Mais survivre n’est pas suffisant. Aujourd’hui je veux vivre. J’ai décidé de parler. Je me suis confiée à mes amis puis à mon père. Mais il a maintenu son comportement de lâche en niant la réalité. Son déni m’a infligée une douleur terrible. Je comprends que pour renaitre il faut que je fasse le deuil des complices indirects qui ont volé mon enfance. Ils ont pris mon enfance mais pas ma vie. Aujourd’hui, je suis vivante et je me bats. Avoir parlé m’a libérée et m’a probablement sauvée la vie. Je n’intenterai pas de poursuites contre lui car le système continue de protéger les agresseurs. On reconnait aujourd’hui la dissociation et la mémoire traumatique. Mais cela reste insuffisant. On remet en doute la parole des victimes qui portent plainte des années après ce qui ne permet pas de « corroborer les faits avec des preuves ou des témoins ». On ne mesure pas la difficulté pour les victimes de témoigner en face de leur bourreau. Dans mon cas c’est impossible. Je sais que dès que je croiserai son regard à la barre je redeviendrai la petite fille terrorisée du passé, incapable de bouger, incapable de parler. Bloquée dans une autre réalité. Je refuse de m’infliger une épreuve qui finirait sûrement par me détruire définitivement. J’ai ouvert les yeux, je me suis libérée de son emprise. Il ne peut plus m’atteindre. La justice n’est pas de mon côté mais je sais qu’il finira ses jours seuls à ressasser le passé.

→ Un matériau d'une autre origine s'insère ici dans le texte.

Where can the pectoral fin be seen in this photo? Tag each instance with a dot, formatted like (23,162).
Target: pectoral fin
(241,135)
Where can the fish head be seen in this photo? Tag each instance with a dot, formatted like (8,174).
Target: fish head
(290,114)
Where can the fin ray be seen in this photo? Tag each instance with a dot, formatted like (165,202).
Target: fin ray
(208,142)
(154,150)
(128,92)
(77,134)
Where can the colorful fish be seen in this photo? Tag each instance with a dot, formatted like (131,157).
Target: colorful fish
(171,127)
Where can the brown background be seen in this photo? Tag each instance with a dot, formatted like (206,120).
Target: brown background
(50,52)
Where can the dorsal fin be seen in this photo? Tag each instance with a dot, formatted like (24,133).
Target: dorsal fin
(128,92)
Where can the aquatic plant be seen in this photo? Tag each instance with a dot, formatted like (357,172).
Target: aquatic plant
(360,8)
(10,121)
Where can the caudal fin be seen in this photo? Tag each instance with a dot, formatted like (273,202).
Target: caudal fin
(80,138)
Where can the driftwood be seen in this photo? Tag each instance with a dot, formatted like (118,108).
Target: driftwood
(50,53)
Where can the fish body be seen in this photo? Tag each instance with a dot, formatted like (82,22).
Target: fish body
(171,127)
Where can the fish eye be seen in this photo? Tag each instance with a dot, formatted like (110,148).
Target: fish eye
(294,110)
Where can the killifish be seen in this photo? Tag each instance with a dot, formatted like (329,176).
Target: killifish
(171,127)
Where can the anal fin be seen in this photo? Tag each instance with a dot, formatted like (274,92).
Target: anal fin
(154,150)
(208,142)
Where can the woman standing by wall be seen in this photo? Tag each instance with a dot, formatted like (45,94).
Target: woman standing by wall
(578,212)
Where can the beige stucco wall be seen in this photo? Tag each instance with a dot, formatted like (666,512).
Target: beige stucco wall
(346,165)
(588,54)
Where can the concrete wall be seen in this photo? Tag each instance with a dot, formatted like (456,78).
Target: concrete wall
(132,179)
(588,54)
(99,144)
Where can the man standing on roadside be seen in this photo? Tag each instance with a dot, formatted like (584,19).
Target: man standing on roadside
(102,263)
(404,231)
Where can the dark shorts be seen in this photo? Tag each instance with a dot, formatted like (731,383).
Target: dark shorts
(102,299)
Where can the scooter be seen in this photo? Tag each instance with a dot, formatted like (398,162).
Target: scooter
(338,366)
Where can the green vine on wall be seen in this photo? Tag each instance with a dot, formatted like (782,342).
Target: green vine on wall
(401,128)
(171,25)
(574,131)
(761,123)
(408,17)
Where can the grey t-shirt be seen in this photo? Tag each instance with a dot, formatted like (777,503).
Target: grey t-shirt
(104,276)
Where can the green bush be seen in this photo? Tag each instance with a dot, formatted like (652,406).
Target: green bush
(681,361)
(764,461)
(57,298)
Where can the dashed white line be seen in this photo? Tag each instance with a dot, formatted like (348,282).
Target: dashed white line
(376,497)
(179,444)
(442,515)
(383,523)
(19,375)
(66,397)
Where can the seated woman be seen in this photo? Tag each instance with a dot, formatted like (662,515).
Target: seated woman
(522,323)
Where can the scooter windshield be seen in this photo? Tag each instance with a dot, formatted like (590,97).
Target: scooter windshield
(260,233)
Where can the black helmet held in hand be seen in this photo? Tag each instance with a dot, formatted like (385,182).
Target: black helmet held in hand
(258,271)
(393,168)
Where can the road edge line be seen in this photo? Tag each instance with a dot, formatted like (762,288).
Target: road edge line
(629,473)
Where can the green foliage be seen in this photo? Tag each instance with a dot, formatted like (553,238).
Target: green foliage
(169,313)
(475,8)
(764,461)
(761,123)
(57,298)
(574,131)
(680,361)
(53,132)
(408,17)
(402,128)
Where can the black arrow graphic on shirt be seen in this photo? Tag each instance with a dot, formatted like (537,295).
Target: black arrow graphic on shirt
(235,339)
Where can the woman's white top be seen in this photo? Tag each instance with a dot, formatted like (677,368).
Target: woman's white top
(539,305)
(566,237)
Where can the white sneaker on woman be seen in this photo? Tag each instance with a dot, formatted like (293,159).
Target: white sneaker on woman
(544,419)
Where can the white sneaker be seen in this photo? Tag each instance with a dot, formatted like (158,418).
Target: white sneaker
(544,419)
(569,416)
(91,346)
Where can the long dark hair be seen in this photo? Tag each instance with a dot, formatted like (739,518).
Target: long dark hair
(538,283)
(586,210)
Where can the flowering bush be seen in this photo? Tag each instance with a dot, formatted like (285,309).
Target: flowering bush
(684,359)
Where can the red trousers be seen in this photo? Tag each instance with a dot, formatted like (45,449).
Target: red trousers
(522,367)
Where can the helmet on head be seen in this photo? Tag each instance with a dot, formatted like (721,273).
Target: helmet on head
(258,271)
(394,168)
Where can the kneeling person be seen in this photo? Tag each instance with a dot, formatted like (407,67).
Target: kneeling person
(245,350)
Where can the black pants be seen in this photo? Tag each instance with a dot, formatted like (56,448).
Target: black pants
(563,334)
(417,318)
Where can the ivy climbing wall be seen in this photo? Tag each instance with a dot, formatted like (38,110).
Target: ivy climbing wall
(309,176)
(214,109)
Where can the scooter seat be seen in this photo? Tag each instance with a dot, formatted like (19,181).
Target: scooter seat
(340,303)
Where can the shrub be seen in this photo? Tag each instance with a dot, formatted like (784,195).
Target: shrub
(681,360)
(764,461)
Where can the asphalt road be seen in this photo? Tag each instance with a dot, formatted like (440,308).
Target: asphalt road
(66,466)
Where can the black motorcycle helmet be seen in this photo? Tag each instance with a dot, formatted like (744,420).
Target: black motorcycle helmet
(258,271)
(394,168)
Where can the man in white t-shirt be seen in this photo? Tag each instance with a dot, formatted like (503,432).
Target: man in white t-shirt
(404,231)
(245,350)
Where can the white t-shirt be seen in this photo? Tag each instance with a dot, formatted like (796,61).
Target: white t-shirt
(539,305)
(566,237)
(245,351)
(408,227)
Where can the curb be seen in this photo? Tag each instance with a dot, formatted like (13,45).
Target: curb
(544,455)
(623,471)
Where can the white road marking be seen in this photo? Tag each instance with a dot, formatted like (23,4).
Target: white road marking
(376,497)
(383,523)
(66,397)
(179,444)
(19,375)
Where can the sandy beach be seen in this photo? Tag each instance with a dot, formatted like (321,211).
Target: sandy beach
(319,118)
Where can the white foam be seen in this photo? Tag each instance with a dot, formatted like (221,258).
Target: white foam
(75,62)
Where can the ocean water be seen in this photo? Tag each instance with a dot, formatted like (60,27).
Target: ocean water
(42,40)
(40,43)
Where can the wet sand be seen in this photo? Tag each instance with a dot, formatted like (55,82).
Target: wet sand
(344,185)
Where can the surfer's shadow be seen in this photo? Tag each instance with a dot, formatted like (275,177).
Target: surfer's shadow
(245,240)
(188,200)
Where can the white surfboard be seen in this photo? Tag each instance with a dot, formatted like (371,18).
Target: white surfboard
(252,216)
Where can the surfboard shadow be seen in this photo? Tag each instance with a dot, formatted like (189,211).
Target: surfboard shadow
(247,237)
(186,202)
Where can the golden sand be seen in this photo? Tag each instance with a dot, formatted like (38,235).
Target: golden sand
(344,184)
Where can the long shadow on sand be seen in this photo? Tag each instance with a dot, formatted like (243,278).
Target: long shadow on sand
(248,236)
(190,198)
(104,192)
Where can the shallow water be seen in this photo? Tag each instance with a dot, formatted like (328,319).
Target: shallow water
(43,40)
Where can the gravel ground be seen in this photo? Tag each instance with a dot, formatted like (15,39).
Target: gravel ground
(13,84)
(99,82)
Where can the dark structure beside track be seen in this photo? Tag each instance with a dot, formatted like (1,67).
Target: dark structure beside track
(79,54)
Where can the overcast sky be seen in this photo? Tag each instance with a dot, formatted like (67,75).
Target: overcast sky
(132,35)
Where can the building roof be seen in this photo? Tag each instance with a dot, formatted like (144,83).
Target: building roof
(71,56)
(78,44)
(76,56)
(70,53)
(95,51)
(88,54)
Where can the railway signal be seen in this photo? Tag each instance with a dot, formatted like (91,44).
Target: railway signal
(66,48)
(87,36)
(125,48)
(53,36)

Il faut que la société change, qu’elle détruise les schémas qui maintiennent le tabou et le silence sur ces crimes atroces. Car le viol et l’inceste demeure une forme de meurtre. Aujourd’hui, je prends le temps de parler à la petite fille terrorisée dans sa chambre. Je lui tend la main et lui répète que ça va aller. Le silence est aussi destructeur que la parole est libératrice. Le viol ne définit pas qui nous sommes. Nous avons été des victimes mais nous avons le pouvoir de reprendre le dessus. Si cela peut prendre des années et que le chemin est terriblement douloureux, la récompense à la clé n’a pas de prix. Cette récompense c’est la vie.